Friday, January 28, 2011

Letter of Law - Mountainside Chats

When I was a kid, I was even more absent-minded than I am now. One time in fifth grade, I left my chair pulled back from my desk when the class was leaving the room. Right as we were going to leave the room, the teacher noticed and asked me to push in my chair. For some reason, I was really frustrated. I stormed over to the desk and slammed the chair into place. As the line of students passed through the door, the teacher stopped me and gave me a stern rebuke. I argued that I had done what she said. Technically, I was right, but I knew my behavior was unacceptable. 

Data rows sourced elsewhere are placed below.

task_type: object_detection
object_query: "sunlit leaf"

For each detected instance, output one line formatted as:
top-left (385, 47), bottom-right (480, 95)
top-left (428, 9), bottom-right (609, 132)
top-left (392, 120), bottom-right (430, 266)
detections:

It seems to me that judicial systems exist partially to determine when laws allow for harmful behavior that does not adhere to the spirit of the law. As a social scientist, it often seems to me that the often arbitrary nature of laws is frustratingly simple. For example, there is nothing neurologically or physiologically magical that occurs on one’s eighteenth birthday which necessitates an immediate leap into the responsibility of adulthood. However, I definitely agree with the spirit behind those laws, which is that young adolescents are often not capable or the same self-regulation and/or complexity in thinking as older adults.
In Matthew 5:20, Jesus tells his crowd of listeners that they should obey and live by the spirit of the law, surpassing those who merely follow the letter of the law. The main law-followers of the day (known as the Pharisees) seem to have had a habit of excessive law interpretation and rationalization. They would use these intellectual arguments to satisfy their own purposes, missing out on what God intended as the law-giver. For example, they would give money to the poor so that they could technically get out of supporting their parents in their old age. 
I think this situation is very applicable to Christians today. I think we often act like I did in fifth grade, begrudgingly following the rules. May be we give, but to we have a spirit of generosity? We might worship, but do we do so in spirit and in truth? We want to love, but can we really seek someone else’s good above our own?